22/05/2025
Soutenir le droit, dénoncer l’arbitraire
L’interdiction brutale et injustifiée opposée à la tenue d’un meeting du RCD à Alger, dans la salle Ibn Khaldoun, ce 24 mai 2025, ne surprend plus. Mais elle indigne. Elle scandalise. Elle confirme, une fois encore, l’obsession d’un pouvoir qui préfère verrouiller plutôt que convaincre, imposer plutôt que débattre, étouffer plutôt que laisser respirer la nation.
Que reste-t-il d’un État qui bafoue ses propres engagements ? Que vaut une Constitution réduite à un texte sans portée, si les principes qu’elle proclame sont piétinés au quotidien ? L’autorisation de la salle avait été donnée. Elle a été retirée sans motif valable, dans un mépris total de la parole publique. Pire encore, les autres demandes formulées par le RCD sont restées lettre morte. Ce silence administratif n’est pas une neutralité — c’est une complicité. Une entrave délibérée à l’action politique d’un parti légal, légitime et profondément enraciné dans la culture démocratique du pays.
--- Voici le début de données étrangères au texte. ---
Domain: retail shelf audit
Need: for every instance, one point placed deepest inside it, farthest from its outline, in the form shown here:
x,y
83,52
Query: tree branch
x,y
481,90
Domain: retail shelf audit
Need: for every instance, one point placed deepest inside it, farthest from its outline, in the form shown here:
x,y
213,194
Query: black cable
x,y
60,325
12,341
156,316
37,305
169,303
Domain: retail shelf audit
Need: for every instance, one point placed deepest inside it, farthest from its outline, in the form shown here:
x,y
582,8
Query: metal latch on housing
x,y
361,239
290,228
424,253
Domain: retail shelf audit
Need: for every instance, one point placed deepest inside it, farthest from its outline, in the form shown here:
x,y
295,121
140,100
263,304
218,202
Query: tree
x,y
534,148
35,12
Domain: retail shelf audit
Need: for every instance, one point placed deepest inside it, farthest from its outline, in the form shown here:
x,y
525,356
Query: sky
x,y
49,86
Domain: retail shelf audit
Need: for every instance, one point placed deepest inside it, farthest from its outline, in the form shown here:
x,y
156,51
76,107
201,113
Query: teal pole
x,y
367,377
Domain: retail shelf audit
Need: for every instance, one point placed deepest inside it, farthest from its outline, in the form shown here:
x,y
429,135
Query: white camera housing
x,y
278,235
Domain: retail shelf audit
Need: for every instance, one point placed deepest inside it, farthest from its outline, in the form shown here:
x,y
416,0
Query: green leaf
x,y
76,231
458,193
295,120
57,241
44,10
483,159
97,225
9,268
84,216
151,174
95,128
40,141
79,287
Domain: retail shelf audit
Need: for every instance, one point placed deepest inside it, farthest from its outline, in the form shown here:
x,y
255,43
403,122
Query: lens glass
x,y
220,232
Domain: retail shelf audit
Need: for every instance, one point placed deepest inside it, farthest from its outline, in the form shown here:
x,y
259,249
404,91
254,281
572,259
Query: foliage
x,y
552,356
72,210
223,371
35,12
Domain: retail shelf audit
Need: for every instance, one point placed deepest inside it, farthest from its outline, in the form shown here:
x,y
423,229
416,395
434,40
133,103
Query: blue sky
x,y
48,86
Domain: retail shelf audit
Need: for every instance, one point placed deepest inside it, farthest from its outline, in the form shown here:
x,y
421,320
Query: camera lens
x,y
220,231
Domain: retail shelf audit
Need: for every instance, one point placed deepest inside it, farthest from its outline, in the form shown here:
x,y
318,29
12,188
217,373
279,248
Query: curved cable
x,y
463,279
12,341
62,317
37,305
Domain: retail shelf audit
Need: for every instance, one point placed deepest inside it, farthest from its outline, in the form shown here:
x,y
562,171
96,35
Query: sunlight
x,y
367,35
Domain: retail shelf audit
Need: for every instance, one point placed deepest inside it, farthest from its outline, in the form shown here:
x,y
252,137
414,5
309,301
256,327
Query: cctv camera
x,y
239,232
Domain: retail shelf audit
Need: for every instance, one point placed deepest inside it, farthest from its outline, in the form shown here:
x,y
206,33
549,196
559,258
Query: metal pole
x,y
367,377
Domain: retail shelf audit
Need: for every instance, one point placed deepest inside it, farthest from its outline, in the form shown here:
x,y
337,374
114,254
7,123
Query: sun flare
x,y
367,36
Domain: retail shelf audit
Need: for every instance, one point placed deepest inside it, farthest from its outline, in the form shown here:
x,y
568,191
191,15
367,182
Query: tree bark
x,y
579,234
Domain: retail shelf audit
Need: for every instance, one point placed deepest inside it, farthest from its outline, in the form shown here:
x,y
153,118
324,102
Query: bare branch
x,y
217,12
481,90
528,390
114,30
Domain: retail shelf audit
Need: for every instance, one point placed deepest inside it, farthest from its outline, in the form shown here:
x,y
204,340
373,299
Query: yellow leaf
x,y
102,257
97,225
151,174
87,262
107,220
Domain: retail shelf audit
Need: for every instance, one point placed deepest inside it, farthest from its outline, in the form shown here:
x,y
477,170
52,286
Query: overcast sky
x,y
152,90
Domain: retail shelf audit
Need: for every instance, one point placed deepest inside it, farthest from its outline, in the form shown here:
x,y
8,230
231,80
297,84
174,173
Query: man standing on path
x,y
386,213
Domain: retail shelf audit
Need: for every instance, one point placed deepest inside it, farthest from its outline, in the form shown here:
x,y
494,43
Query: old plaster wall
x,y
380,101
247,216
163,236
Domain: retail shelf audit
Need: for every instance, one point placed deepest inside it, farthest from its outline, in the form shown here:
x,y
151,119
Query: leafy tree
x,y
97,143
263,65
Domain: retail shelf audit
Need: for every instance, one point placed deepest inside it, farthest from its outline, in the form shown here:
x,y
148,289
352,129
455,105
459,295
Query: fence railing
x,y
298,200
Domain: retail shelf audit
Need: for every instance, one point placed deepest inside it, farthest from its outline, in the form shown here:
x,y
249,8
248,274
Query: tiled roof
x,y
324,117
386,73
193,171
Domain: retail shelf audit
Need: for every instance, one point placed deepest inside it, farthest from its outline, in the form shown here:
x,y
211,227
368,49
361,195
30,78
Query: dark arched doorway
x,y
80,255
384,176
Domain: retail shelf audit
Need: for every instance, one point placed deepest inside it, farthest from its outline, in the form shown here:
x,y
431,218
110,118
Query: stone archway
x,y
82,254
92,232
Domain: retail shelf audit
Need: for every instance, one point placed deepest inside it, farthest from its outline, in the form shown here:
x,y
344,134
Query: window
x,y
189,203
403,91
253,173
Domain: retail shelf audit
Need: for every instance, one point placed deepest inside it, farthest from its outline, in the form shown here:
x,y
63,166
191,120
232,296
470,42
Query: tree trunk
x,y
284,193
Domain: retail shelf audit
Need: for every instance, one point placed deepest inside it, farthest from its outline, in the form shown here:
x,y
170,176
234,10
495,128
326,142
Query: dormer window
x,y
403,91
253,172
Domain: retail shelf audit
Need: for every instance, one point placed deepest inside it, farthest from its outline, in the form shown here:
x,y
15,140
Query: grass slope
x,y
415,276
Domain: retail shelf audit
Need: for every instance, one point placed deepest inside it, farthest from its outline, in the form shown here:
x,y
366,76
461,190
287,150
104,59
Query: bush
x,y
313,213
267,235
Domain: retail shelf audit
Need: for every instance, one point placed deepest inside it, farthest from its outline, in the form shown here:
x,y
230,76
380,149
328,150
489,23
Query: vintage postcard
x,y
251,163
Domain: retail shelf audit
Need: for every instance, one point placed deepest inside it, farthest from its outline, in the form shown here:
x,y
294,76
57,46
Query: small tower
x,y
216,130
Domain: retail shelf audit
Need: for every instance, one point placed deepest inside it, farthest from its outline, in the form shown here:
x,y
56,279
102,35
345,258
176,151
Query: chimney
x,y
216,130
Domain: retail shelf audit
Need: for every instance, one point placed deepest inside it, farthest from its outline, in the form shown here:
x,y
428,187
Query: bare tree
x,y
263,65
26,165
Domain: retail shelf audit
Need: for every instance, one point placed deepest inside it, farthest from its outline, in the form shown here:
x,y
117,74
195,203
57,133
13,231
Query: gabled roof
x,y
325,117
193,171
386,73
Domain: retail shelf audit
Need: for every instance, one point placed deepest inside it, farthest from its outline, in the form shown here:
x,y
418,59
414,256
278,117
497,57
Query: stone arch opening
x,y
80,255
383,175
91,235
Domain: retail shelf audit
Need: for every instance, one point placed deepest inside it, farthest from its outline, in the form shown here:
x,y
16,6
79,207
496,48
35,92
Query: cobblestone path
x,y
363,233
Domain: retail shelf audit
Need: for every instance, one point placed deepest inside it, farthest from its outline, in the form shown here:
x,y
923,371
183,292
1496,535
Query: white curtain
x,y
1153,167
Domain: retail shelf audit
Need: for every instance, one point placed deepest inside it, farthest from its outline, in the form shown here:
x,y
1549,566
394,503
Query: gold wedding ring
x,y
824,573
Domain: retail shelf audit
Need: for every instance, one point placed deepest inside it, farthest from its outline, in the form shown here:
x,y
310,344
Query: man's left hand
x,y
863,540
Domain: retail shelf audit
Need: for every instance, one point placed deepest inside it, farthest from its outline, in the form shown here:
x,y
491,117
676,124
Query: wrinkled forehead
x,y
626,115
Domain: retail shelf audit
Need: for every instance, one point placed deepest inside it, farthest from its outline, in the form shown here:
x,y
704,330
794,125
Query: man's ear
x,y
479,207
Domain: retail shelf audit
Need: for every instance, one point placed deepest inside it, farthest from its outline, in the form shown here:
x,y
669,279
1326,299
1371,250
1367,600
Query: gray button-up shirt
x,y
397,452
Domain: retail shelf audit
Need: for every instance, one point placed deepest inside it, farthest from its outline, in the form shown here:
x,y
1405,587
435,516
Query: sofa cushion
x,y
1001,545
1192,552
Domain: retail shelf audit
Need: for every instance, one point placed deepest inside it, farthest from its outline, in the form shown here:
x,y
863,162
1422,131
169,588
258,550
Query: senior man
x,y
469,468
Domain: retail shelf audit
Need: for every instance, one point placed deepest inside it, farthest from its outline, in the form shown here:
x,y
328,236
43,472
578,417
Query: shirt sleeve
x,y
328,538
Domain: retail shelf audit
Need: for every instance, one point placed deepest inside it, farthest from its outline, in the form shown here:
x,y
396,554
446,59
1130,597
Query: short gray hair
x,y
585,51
Ce que subit aujourd’hui le RCD, demain d’autres forces démocratiques le subiront, si l’on reste silencieux. Car il ne s’agit pas ici d’un simple différend administratif. Il s’agit d’un symptôme inquiétant d’une volonté de caporaliser la vie politique, de maintenir les Algériens dans l’impuissance civique et l’isolement idéologique.
À ceux qui, tapis dans l’ombre, multiplient les manœuvres contre le RCD, qu’ils soient indus héritiers frustrés ou complices d’un populisme religieux déguisé, nous disons : votre acharnement ne fait que révéler votre peur. Peur d’une parole libre. Peur d’une ligne droite. Peur d’un parti qui parle à la jeunesse, au pays profond, à l’intelligence collective de notre société.
Le RCD est une voix — claire, déterminée, courageuse. Cette voix dérange parce qu’elle est indépendante. Parce qu’elle refuse les deals obscurs et les compromissions silencieuses. Parce qu’elle rappelle que servir l’Algérie, c’est affronter la vérité, pas fuir les responsabilités.
Nous appelons l’ensemble des démocrates, des syndicats libres, des associations citoyennes et des intellectuels à ne pas laisser passer ce nouveau coup de force sans réponse. Ce combat n’est pas celui d’un parti. C’est celui de tous ceux qui refusent que la politique soit confisquée par l’arbitraire, la peur et la lâcheté.
Plus que jamais, notre vigilance doit être active, notre solidarité totale, et notre détermination intacte.
Nous ne céderons pas. Car le droit de parler, de se rassembler, de proposer, n’est pas un privilège accordé par un régime : c’est un droit fondamental que rien ne saurait abolir.